Another federal prohibited-person category gun controllers have deemed rife for abuse concerns those suffering from mental illness. Federal law prohibits firearm possession by anyone “who has been adjudicated as a mental defective or who has been committed to a mental institution.” The anti-gun activists and the federal administrative state have targeted both halves of this category for expansion.
In an effort to prohibit as many people as possible from possessing firearms, the federal government has willfully misinterpreted “adjudicated as a mental defective.” For example, the Department of Veterans Affairs labels those assigned a fiduciary to handle their VA benefits as “mental defectives” for the purposes of the firearm prohibition. Thanks to this outrageous administrative expansion of a prohibited-persons category, veterans who might need a little help balancing their checkbook are dumped into the FBI’s National Instant Criminal Background Check System (NICS) alongside the likes of violent felons, the dishonorably discharged and those who have renounced their citizenship.
In its last days, the Barack Obama administration attempted to expand this practice to Social Security beneficiaries receiving benefits for a mental-health disability who had been assigned a representative payee to manage their entitlement. Thankfully, the 115th Congress and President Donald Trump nixed the change upon taking office.
Concerning the definition of “committed to a mental institution,” again, anti-gun forces in the administrative state have attempted to expand the definition well beyond the type of formal institutionalization Congress envisioned when it enacted the prohibition in 1968. In 2014, ATF published a notice of proposed rulemaking (Rule 51P) to alter the “committed to a mental institution” definition in the federal regulations to include involuntary outpatient treatment. As NRA-ILA noted at the time, the expanded definition could implicate the type of “mandatory court-ordered counseling or treatment … common in a wide range of legal proceedings, from custody disputes to diversionary dispositions for relatively minor and non-violent criminal offenses such as simple possession of marijuana or driving while under the influence.”
Of course, none of these federal efforts go anywhere near far enough for the professional gun-control advocates. The Michael Bloomberg-bankrolled Johns Hopkins Bloomberg School of Public Health advocates a host of new prohibited-persons categories. These include a 15-year prohibition for persons convicted of any “violent misdemeanor,” no matter how minor. The Bloomberg front group also advocates a prohibition on “persons determined by a judge to be a gang member.” Aside from being a violation of the First Amendment freedom of association, the policy would eschew traditional due-process protections for the whims of a single judge. Moreover, in an era where the federal government treats school-board critics as something akin to domestic terrorists, it takes little imagination to envision how the state might employ a “gang member” firearm prohibition against its political adversaries.
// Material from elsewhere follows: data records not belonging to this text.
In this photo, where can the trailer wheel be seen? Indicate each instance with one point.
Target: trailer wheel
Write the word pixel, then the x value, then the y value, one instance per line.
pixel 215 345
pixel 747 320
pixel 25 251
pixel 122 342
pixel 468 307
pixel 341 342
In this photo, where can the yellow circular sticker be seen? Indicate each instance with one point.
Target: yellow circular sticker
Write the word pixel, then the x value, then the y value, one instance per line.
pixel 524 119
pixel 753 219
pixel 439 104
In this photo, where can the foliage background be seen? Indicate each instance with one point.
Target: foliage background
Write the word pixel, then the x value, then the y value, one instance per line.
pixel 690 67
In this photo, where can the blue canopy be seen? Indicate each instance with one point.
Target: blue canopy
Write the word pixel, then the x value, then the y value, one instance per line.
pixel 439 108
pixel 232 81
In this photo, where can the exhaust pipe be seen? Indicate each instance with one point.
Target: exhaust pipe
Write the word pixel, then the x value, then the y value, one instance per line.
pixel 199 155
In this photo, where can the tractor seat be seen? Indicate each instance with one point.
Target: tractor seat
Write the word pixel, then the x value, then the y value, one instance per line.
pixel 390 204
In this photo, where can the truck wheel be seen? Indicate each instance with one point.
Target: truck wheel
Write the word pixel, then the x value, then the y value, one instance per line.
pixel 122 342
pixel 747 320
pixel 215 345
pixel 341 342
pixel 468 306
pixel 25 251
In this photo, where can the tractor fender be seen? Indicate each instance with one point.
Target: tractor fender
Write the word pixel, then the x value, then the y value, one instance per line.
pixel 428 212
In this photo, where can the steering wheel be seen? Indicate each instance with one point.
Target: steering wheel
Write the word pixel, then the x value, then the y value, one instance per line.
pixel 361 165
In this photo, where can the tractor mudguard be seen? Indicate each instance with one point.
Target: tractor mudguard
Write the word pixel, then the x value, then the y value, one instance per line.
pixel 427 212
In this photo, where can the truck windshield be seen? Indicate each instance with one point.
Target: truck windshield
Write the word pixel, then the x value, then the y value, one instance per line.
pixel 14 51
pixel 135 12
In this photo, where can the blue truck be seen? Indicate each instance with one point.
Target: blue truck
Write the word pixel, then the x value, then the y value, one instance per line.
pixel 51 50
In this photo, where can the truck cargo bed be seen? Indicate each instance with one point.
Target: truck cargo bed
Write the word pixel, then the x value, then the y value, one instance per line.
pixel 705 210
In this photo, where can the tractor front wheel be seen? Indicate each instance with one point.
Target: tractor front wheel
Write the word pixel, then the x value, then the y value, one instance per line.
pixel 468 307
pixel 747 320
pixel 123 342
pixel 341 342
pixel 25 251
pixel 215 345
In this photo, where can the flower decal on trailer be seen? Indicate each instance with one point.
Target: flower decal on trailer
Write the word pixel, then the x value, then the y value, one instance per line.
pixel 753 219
Over the last half-century, gun-rights supporters’ enthusiasm to protect the ownership and availability of the types firearms necessary to exercise the Second Amendment right has altered the political landscape. Now, as gun-control supporters increasingly set their sights on gun owners, gun-rights supporters must marshal that same passion to combat the more complex anti-gun campaign to expand prohibited-persons categories. At stake is more than just what types of guns Americans may own, but whether the average American will qualify to own any firearm at all.